Deutsche Oberklasse-Autos sind weltweit gefragt wie nie: Mercedes, BMW, Audi und Porsche haben im ersten Halbjahr jeweils mehr Fahrzeuge verkauft als in der ersten Hälfte 2017.

Zusammen erreichten sie einen Marktanteil von rund 80 Prozent - und das liege auch an ihren Innovationen, sagte Experte Stefan Bratzel von der Fachhochschule Bergisch-Gladbach am Donnerstag.

Bei den Verkaufszahlen hat Mercedes-Benz weiter klar die Nase vorn, vor allem dank der Nachfrage im größten Automarkt China. Während es für die Stuttgarter in Europa und den USA im ersten Halbjahr etwas schlechter lief, legte ihr Absatz in China um 16 Prozent zu. Mit 340.000 verkauften Autos waren sie dort weit vor Audi und BMW.

Insgesamt wuchs der Mercedes-Benz-Absatz von Januar bis Juni um 3,9 Prozent auf 1,19 Millionen Autos. Treiber war die E-Klasse.
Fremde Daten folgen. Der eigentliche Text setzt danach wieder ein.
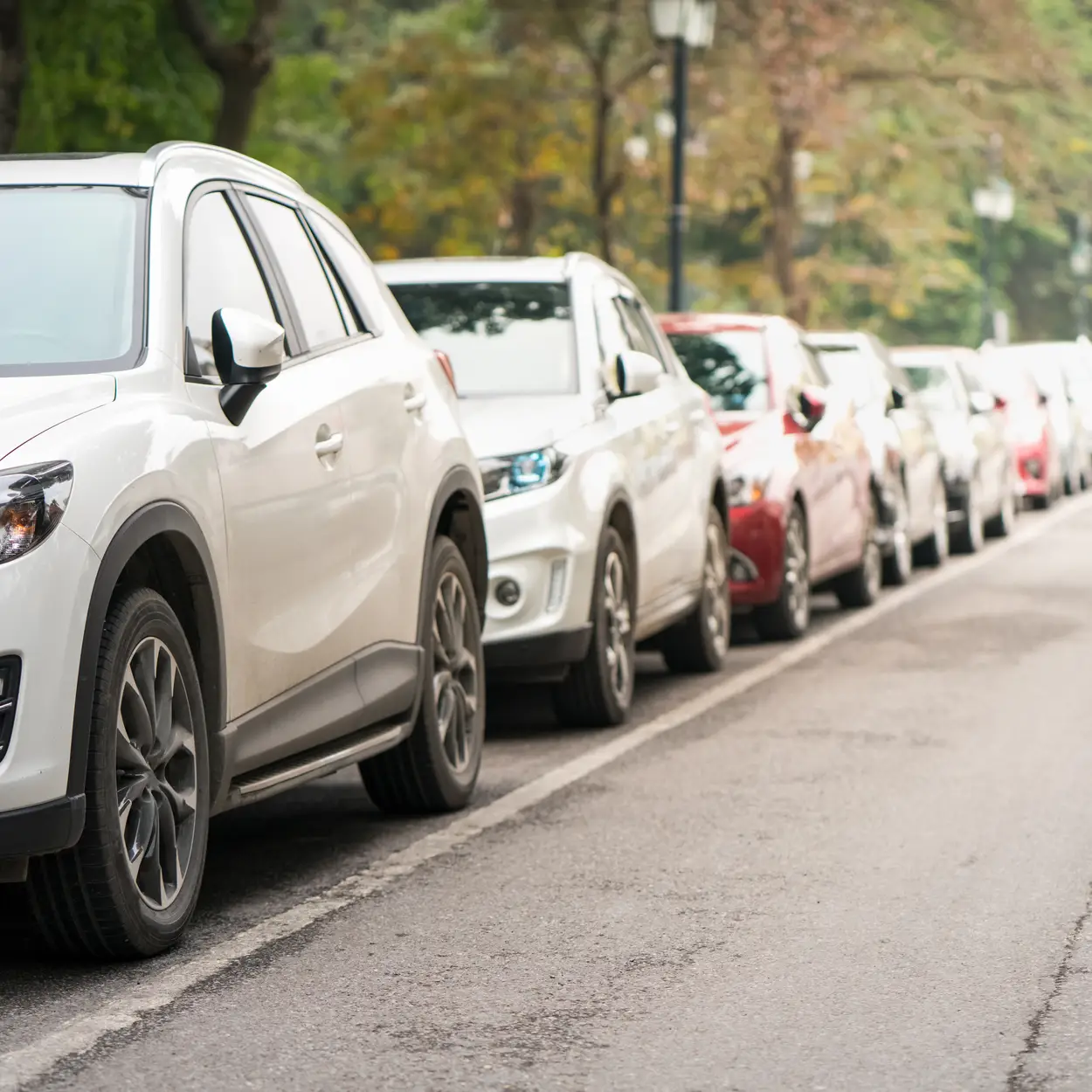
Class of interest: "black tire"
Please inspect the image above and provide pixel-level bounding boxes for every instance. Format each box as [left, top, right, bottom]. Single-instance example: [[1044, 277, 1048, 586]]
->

BMW legte bei seiner Kernmarke um 2,0 Prozent zu und verkaufte 1,06 Millionen Wagen. Im Gegensatz zu den Konkurrenten aus Stuttgart und Ingolstadt steigerten die Münchner ihren Absatz sowohl in China als auch in Europa und den USA.

Audi erzielte auf den ersten Blick den größten Zuwachs - der Verkauf legte um 4,5 Prozent auf 950.000 Autos zu. Allerdings verdankte die VW-Tochter das vor allem der Normalisierung ihrer Auslieferungen in China, die im ersten Halbjahr 2017 noch massiv eingebrochen waren.

Tatsächlich hatte Audi im ersten Halbjahr 2016 bereits mehr Autos verkauft als gegenwärtig. Die VW-Tochter Porsche dagegen setzte 131.000 Sport- und Geländewagen ab, ein Plus von drei Prozent.

Audis Ausblick ist durchwachsen. „Wir erwarten ein forderndes, aber auch spannendes zweites Halbjahr mit weiteren Modellwechseln und der Vorstellung unseres ersten rein elektrischen Modells“, sagte der kommissarische Vorstandschef Bram Schot. Der wichtige A6 steht vor dem Verkaufsstart, aber Audi hat Probleme mit der Umstellung und Zulassung seiner Autos auf das neue Abgas-Messverfahren WLTP. Ab September dürfen in Europa nur noch Autos mit WLTP-Zulassung verkauft werden. Der Test soll den Abgasausstoß realistischer abbilden.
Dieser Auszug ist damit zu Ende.